But on 20 September 1995, the judge showed he couldn't be predicted quite so easily. Taking everything into account, including Prime Suspect's sentence and Trax's history of mental illness, he ordered no conviction be recorded against Trax. He also ordered a $500 three-year good behaviour bond.

In passing sentence, Judge Kimm said something startlingly insightful for a judge with little intimate knowledge of the hacker psyche. While sternly stating that he did not intend to make light of the gravity of the offences, he told the court that `the factors of specific deterrence and general deterrence have little importance in the determination of the sentence to be imposed'. It was perhaps the first time an Australian judge had recognised that deterrence had little relevance at the point of collision between hacking and mental illness.

Trax's sentence was also a good outcome for Mendax, who on 29 August 1995 pleaded guilty to eight counts of computer crime, and not guilty to all the other charges. Almost a year later, on 9 May 1996, he pleaded guilty to an additional eleven charges, and not guilty to six. The prosecution dropped all the other charges.

Mendax wanted to fight those six outstanding charges, which involved ANU, RMIT, NorTel and Telecom, because he felt that the law was on his side in these instances. In fact, the law was fundamentally unclear when it came to those charges. So much so that the DPP and the defence agreed to take issues relating to those charges in a case stated to the Supreme Court of Victoria.

In a case stated, both sides ask the Supreme Court to make a ruling not on the court case itself, but on a point of law. The defence and the prosecution hammer out an agreed statement about the facts of the case and, in essence, ask the Supreme Court judges to use that statement as a sort of case study. The resulting ruling is meant to clarify the finer points of the law not only for the specific case, but for similar cases which appear in future.
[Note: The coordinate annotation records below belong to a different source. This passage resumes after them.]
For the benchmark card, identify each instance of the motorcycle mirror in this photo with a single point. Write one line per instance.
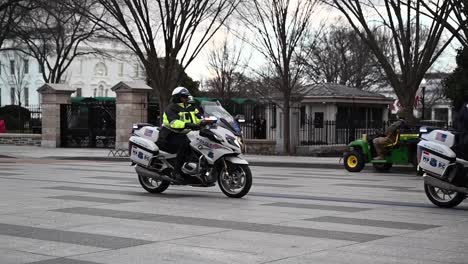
(240, 118)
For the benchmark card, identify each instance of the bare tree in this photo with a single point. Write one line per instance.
(16, 75)
(166, 35)
(457, 24)
(338, 55)
(417, 45)
(279, 29)
(228, 65)
(55, 33)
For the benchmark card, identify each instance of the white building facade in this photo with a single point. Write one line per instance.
(91, 75)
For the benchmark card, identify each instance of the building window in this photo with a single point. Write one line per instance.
(121, 69)
(12, 67)
(26, 66)
(303, 115)
(26, 96)
(12, 95)
(441, 114)
(137, 66)
(100, 69)
(80, 70)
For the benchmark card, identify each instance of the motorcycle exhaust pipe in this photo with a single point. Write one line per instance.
(429, 180)
(151, 174)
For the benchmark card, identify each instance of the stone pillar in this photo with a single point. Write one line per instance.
(52, 96)
(131, 107)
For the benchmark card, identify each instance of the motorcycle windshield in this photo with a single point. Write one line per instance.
(227, 120)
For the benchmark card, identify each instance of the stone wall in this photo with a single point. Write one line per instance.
(21, 139)
(260, 146)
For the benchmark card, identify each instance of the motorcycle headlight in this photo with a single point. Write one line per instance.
(217, 137)
(233, 141)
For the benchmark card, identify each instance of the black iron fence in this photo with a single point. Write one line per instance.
(89, 125)
(318, 132)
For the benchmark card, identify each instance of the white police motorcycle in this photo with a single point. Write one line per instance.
(445, 175)
(216, 157)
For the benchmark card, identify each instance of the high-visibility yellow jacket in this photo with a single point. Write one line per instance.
(177, 115)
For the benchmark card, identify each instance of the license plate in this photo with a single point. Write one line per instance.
(140, 156)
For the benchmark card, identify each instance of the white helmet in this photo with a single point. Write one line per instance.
(180, 91)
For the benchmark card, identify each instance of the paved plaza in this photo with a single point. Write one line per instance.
(95, 212)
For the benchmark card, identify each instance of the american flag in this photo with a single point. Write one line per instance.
(148, 132)
(441, 137)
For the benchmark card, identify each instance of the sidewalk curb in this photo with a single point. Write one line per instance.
(252, 163)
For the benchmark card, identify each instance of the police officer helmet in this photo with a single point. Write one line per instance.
(180, 91)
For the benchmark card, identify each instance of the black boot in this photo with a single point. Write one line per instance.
(177, 176)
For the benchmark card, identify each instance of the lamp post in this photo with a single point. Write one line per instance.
(423, 100)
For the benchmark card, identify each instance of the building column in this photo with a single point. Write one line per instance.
(131, 107)
(52, 96)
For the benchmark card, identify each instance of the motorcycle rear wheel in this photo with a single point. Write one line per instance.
(443, 198)
(153, 185)
(235, 182)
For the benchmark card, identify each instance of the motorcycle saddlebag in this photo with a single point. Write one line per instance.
(142, 150)
(435, 158)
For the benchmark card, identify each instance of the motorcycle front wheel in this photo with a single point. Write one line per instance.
(152, 185)
(443, 198)
(235, 180)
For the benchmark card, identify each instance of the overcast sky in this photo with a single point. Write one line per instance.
(198, 70)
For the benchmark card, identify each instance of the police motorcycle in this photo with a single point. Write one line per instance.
(226, 119)
(445, 172)
(216, 156)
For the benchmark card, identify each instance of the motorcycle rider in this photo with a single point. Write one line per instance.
(391, 134)
(179, 118)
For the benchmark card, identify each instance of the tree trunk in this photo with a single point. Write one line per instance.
(407, 102)
(286, 126)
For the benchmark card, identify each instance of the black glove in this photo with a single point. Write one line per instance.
(192, 126)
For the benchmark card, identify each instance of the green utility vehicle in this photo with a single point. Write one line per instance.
(402, 152)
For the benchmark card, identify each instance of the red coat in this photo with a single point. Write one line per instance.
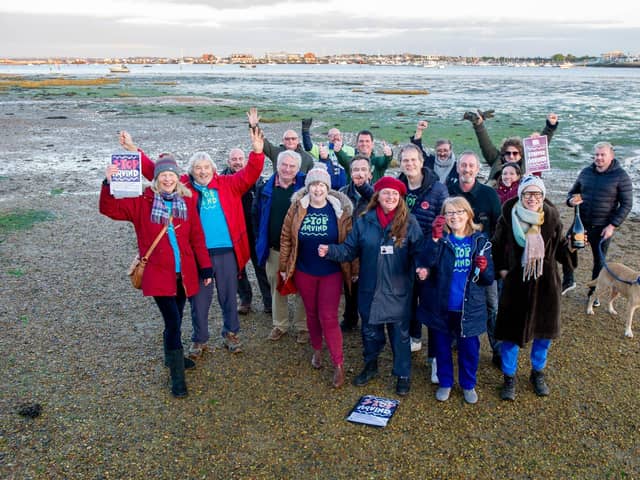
(230, 188)
(159, 277)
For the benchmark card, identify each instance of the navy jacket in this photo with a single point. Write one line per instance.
(430, 160)
(386, 280)
(608, 196)
(261, 213)
(431, 195)
(439, 258)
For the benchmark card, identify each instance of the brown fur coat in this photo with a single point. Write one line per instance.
(530, 309)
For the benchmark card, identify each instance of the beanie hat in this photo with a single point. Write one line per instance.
(390, 182)
(318, 174)
(531, 181)
(166, 163)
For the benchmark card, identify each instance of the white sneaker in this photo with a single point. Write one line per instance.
(431, 362)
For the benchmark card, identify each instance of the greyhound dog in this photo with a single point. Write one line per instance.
(626, 284)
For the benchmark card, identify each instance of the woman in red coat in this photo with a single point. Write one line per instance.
(178, 261)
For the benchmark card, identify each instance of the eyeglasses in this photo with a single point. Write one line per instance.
(536, 195)
(459, 213)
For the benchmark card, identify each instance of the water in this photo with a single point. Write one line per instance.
(594, 104)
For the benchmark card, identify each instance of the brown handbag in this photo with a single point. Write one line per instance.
(136, 270)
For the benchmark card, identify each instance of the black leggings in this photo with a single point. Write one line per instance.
(171, 309)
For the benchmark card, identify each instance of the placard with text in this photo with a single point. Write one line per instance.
(127, 182)
(536, 154)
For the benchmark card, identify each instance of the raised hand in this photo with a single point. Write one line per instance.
(126, 141)
(253, 117)
(323, 152)
(257, 139)
(480, 262)
(422, 273)
(111, 170)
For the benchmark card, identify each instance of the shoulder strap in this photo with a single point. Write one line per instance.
(155, 242)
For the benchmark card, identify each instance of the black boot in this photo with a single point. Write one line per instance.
(176, 370)
(188, 363)
(539, 385)
(508, 391)
(403, 386)
(369, 372)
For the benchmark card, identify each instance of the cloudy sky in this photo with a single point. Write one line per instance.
(455, 27)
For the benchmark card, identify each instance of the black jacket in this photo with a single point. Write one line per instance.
(608, 195)
(428, 203)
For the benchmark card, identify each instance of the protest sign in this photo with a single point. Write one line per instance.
(127, 182)
(536, 154)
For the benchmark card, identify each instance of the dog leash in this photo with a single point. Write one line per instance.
(604, 263)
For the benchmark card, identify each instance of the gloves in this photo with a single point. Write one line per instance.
(437, 227)
(480, 263)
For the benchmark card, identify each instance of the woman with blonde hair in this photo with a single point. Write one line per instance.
(166, 210)
(453, 299)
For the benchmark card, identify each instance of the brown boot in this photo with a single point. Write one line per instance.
(338, 376)
(316, 360)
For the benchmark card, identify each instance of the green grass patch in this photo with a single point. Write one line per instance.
(22, 220)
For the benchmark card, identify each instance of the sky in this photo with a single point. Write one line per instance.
(171, 28)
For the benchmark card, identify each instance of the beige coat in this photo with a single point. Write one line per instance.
(289, 236)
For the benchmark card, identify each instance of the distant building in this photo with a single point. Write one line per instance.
(242, 58)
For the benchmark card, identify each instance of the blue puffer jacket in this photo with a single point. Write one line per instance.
(430, 198)
(386, 281)
(608, 195)
(439, 258)
(261, 213)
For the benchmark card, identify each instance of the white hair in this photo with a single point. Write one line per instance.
(200, 157)
(291, 154)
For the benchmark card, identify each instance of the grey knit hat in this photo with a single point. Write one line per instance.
(166, 163)
(318, 174)
(531, 181)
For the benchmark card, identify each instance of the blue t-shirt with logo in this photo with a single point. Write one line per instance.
(461, 269)
(319, 226)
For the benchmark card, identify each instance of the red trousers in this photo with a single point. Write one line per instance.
(321, 298)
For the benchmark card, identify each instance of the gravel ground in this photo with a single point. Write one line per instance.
(78, 340)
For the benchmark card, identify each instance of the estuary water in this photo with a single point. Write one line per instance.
(204, 107)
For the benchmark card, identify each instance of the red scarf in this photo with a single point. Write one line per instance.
(385, 218)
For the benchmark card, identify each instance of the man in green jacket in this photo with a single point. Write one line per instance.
(364, 146)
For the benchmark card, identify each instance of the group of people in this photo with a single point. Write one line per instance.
(434, 246)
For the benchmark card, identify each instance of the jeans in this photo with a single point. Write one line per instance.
(539, 351)
(171, 309)
(225, 274)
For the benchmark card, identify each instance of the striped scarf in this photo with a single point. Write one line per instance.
(159, 212)
(526, 230)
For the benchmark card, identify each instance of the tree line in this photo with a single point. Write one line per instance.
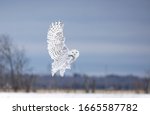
(14, 76)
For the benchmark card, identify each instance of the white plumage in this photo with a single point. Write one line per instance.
(58, 51)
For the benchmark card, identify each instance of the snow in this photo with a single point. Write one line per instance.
(71, 95)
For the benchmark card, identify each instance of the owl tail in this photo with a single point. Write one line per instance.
(62, 71)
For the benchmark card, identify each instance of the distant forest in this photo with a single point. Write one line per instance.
(14, 66)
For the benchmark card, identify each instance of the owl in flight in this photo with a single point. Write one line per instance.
(58, 51)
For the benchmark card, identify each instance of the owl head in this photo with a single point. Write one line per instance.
(74, 53)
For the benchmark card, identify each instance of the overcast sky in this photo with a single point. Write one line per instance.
(113, 36)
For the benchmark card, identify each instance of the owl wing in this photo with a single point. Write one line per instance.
(56, 41)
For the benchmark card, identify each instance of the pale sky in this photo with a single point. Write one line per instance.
(113, 36)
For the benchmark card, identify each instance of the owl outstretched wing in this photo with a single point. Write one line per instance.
(56, 41)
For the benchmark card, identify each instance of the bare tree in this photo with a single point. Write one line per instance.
(147, 82)
(14, 60)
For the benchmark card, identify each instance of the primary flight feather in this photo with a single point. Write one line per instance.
(58, 51)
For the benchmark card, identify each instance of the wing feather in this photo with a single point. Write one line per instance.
(55, 39)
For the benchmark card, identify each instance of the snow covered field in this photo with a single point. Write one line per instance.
(71, 95)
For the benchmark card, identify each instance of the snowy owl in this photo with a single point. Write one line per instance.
(58, 51)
Presenting a case stated to the Supreme Court is somewhat uncommon. It is unusual to find a court case where both sides can agree on enough of the facts, but Mendax's hacking charges presented the perfect case and the questions which would be put to the Victorian Supreme Court in late 1996 were crucial for all future hacking cases in Australia. What did it mean `to obtain access' to a computer? Did someone obtain access if he or she got in without using a password? What if he or she used the username `guest' and the password `guest'?

Perhaps the most crucial question of all was this: does a person `obtain access' to data stored in a computer if he or she has the ability to view the data, but does not in fact view or even attempt to view that data?

A good example of this applied to the aggravated versions of the offence of hacking: viewing commercial information. If, for example, Mendax logged into a NorTel computer, which contained commercially sensitive information, but he didn't actually read any of those files, would he be guilty of `obtaining access' or `obtaining access to commercial information'?

The chief judge of the County Court agreed to the case stated and sent it up to the full bench of the Supreme Court. The lawyers from both sides were pleased with the bench—Justices Frank Vincent, Kenneth Hayne and John Coldrey.

On 30 September 1996, Mendax arrived at the Supreme Court and found all the lawyers assembled at the court—all except for his barrister. Paul Galbally kept checking his watch as the prosecution lawyers began unpacking their mountains of paper—the fruit of months of preparation. Galbally paced the plush carpet of the Supreme Court anteroom. Still no barrister.